It’s been a bit of a Hit and Miss sort of week. A little bit like the Netflix series The Haunting of Hill House which started off really well and then became less inspired and less watchable as the series went on.
However, let’s start off on a positive note: Cold Spots #4
Cold Spots is an awesome horror comic created by Cullen Bunn and Mark Torres for Image Comics. Like the aforementioned The Haunting of Hill House, Cold Spots achieves a creepy atmosphere and gripping story by slowly building up tension and hinting at the supernatural, rather than throwing it wildly at the reader. Even in issue 4, where the story has started to pick up pace and the demons/ghost are coming out to play, the horror is still understated allowing the situation to cause feeling of nervousness and fear.

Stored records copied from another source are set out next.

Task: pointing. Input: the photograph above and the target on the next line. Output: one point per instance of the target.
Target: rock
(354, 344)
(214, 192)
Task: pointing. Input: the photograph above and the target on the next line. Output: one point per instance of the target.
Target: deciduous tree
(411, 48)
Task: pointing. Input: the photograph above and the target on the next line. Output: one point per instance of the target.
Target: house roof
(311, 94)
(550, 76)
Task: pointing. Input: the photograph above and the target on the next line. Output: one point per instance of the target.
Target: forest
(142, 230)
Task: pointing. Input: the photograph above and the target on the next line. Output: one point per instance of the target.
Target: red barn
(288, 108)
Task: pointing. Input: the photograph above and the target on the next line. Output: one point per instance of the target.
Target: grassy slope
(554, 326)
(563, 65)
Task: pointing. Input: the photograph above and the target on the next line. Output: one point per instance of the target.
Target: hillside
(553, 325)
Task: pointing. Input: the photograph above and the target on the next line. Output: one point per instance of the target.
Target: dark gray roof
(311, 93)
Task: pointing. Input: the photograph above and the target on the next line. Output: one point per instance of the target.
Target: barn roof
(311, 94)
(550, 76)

I have written a fuller review for comiconverse.com and it is my 100th review for that website. A great comic to mark that mile stone.
Another great comic out this week is issue 10 of Days of Hate. I’m pretty sure I don’t need to remind anyone about how much I am loving this comic, just check out previous posts (or even my extended essay) to see how much I appreciate this work of Art.
This issue is building to the series conclusion and has a conclusion that you don’t want to miss. It’s heart stopping, jaw dropping tension, beautifully rendered by Danijel Zezelj and Jordie Bellaire. The ominous grey/blue tones coating the first half of the comic create an atmosphere of detachment and coldness that surrounds the characters but Bellaire slowly introduces a red wash, in small amounts at first, which eventually over shadows everything, just as story takes a turn.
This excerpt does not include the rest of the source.